ROS generation by NBs and disolved oxygen measurement

The ultrasound could accelerate the aggregation process of NBs in an aqueous solution and promote collapse and ROS generation. Measured the •OH radicals in the water saturated with NBs under different sonication time. Without sonication, the PL intensity of different NB solutions is similar with the control group, indicating that terephthalic acid could self-decompose and there were no significant or detectable amounts of ROS in NB waters without sonication. •OH radicals were produced in the NBs water, and both ONBs and ANBs generated considerable amounts of •OH radicals. NNBs seemed to quench some radical formation resulted from the sonication, which produced some •OH radicals under sonication. CNBs did not produce considerable levels of •OH radicals in the solution under the sonication.
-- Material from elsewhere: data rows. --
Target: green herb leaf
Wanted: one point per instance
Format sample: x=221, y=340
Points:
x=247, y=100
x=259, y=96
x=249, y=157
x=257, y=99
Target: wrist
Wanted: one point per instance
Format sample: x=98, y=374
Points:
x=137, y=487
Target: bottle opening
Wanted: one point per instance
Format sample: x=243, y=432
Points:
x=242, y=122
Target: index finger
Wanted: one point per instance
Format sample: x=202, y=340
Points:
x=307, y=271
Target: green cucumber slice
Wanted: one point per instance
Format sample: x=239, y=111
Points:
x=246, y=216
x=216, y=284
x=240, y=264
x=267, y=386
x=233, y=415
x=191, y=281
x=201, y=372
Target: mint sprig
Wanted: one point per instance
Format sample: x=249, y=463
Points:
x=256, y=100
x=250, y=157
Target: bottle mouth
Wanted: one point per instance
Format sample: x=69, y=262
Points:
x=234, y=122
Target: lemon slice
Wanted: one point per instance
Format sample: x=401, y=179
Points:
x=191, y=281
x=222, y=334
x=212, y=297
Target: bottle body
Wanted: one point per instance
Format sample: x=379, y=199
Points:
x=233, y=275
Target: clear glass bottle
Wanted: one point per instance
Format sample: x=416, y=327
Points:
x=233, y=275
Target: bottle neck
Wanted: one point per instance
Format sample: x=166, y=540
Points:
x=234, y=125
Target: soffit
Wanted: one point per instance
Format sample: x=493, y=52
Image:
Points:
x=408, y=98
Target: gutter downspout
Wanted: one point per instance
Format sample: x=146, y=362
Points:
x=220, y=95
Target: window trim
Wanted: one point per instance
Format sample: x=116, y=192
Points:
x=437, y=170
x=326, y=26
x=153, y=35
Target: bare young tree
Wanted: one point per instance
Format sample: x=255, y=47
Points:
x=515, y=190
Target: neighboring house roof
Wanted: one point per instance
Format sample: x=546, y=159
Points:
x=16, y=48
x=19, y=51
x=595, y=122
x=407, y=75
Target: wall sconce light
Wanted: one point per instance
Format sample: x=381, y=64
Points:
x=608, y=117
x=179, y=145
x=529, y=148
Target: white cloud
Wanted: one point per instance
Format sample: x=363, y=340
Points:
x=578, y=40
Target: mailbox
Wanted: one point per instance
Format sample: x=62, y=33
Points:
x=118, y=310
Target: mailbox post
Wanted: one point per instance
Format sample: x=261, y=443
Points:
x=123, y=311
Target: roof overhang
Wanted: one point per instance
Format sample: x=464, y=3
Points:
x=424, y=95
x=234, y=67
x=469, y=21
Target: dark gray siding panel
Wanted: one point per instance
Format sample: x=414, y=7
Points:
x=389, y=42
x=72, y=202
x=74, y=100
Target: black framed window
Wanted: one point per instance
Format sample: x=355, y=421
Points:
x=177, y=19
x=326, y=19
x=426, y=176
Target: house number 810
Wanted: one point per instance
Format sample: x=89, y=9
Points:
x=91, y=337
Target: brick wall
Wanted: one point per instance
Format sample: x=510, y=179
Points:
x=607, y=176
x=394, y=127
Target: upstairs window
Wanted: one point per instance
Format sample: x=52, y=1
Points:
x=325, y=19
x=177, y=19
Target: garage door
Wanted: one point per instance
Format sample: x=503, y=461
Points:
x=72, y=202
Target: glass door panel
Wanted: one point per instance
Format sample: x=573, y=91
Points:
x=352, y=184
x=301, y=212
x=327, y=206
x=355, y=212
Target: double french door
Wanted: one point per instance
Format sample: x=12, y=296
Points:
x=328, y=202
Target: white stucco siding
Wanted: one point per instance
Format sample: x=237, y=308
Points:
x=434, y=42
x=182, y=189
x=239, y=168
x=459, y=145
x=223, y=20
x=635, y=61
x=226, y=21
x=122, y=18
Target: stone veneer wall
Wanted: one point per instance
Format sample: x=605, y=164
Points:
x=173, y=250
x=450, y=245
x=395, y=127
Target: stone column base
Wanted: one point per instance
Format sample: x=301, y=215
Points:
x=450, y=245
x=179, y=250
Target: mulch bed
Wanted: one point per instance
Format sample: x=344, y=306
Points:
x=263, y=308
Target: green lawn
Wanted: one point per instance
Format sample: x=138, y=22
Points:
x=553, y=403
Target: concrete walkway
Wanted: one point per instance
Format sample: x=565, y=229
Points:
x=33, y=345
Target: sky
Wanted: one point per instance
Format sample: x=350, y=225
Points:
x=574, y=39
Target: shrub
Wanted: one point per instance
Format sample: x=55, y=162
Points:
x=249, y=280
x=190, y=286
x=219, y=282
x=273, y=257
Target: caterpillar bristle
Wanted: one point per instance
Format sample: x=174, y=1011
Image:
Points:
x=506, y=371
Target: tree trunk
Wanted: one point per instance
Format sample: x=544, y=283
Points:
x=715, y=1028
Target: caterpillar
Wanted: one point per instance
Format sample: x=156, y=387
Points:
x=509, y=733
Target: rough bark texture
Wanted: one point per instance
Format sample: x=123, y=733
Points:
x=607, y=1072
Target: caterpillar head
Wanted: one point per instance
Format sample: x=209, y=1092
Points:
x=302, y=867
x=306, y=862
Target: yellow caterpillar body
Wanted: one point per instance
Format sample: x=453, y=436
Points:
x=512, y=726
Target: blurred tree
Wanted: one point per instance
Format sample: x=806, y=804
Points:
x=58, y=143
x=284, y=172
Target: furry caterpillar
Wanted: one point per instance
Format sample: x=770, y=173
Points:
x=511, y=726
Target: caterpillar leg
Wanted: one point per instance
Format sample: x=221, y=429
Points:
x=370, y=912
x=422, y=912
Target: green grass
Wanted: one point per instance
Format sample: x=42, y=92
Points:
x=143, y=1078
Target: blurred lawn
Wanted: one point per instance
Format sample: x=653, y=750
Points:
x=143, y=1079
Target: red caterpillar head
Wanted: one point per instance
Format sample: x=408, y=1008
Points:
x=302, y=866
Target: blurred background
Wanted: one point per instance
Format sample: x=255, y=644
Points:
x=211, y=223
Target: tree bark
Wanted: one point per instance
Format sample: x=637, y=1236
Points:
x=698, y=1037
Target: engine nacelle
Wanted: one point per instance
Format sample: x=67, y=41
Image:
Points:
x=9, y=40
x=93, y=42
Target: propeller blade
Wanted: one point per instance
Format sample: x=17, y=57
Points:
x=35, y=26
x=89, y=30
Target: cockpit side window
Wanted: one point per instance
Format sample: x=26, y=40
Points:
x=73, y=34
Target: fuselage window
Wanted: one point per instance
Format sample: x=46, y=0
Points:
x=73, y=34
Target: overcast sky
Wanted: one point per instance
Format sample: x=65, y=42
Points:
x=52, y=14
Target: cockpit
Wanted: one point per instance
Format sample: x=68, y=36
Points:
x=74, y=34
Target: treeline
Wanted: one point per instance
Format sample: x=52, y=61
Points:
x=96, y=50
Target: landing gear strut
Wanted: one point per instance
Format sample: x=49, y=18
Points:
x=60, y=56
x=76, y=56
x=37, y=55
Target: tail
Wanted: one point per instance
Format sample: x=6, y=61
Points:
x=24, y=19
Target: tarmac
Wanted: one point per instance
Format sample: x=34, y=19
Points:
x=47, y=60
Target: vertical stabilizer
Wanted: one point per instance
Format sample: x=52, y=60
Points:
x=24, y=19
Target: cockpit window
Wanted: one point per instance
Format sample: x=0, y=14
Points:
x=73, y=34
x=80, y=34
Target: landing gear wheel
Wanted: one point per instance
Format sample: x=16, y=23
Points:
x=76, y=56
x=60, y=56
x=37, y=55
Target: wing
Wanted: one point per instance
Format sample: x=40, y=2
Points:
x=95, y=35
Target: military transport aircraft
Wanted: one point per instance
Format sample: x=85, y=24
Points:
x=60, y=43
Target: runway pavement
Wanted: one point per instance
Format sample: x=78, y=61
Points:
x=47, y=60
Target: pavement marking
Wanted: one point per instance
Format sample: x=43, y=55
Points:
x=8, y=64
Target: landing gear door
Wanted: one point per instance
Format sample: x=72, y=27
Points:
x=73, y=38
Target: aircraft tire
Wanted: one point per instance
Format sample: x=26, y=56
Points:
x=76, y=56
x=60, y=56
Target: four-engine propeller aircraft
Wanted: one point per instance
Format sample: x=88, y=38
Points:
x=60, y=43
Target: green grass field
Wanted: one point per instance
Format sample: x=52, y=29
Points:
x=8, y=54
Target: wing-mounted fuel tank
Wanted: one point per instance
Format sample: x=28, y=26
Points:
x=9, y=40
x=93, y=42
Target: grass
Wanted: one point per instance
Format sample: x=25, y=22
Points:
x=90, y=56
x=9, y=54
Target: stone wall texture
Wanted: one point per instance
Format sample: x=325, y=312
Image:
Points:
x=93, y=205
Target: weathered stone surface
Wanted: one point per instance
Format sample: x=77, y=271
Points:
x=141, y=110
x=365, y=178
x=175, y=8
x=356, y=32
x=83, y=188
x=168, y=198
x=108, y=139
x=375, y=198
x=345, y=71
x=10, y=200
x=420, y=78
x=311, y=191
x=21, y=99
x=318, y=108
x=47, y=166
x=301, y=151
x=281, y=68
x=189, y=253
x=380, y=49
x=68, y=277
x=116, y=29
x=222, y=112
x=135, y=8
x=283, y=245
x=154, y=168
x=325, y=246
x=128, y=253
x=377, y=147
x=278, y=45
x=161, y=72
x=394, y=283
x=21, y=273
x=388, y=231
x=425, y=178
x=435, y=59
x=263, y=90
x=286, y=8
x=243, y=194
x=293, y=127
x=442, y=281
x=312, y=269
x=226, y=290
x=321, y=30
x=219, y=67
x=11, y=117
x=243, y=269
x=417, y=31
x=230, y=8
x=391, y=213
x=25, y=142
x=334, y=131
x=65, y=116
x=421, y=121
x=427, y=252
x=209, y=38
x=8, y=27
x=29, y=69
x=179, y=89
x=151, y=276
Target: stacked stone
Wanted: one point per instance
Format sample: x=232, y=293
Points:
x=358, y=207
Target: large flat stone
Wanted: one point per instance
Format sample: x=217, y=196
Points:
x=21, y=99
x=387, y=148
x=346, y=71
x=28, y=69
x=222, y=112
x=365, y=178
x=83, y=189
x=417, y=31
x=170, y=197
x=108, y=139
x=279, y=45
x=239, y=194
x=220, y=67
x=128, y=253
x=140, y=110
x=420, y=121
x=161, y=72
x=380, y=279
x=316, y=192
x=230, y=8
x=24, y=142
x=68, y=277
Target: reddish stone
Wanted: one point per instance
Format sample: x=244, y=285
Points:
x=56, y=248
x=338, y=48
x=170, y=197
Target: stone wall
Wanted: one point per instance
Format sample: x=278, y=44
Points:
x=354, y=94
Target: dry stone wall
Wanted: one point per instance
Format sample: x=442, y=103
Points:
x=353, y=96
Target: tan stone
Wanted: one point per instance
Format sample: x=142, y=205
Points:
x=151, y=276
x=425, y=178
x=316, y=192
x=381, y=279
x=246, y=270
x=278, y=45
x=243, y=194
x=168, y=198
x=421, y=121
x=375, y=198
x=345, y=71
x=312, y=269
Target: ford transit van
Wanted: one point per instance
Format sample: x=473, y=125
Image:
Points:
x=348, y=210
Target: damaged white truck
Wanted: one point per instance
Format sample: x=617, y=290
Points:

ANBs water had almost the same DO concentration (8.7 mg·L^-1 on average) with tap water. NNBs and CNBs reduced dissolved oxygen levels below the level in tap water. The dissolved oxygen level in ONBs suspension progressively reduced from 41.8 to 15.0 mg·L^-1, whereas the level of dissolved oxygen increased in the water suspension of NNBs and CNBs, probably due to oxygen gas transfer from the ambient air. The water was re-spiked with NBs every three days, which replenished DO in ONBs suspension from 15.0 to 41.8 mg·L^-1.

Overall, NNBs showed a considerable promotion in both seeds germination and plant growth for all species similar with ONBs. Especially, NNB enhanced germination rate of lettuce seeds by 25% higher than tap water alone. ANBs and CNBs did not show an obvious enhancement on seeds germination, but CNBs did show a mild enhancement on plant growth, especially with bean and tomato. ONBs generated the highest concentration of ROS, followed by ANBs, CNBs and NNBs, which provide a partial explanation for the promotion on seeds germination. Additionally, NBs may more effectively deliver nutrients (e.g., nitrogen or oxygen) to plants or to nitrogen-fixer in roots environment due to the high surface area and mass diffusion rates. Also, it is interesting that ANBs have a lower promotion effect than both ONBs and NNBs. Clearly, speculate that nitrogen or oxygen exerts different mechanisms of plant growth enhancement. For instance, enhanced nitrogen delivery might be the governing factor for NNBs, while ONBs may play a different role such as enhancing the activity of aerobic root microorganisms and indirectly promote plant growth. By contrast, ANBs have substantially different properties from NNBs or ONBs, which could explain the resulted different phytoplankton effects. For example, ANBs has different ionization energy than NNBs, as well as different surface charges and zeta potentials in aqueous solutions. The effects of NBs vary slightly with the types of seeds or plants, which deserves future studies. Moreover, the potential applications of NBs may not be limited to plant growth promotion and agriculture, but also applicable to other chemical or industrial processes such as phytoremediation as an efficient, green and cost effective approach to boost up plant growth for pollution removal or remediation.

Reference:

Ahmed, A.K.A., Shi, X., Hua, L., Manzueta, L., Qing, W., Marhaba, T. and Zhang, W., 2018. Influences of air, oxygen, nitrogen, and carbon dioxide nanobubbles on seed germination and plant growth. Journal of Agricultural and Food Chemistry, 66(20): 5117-5124.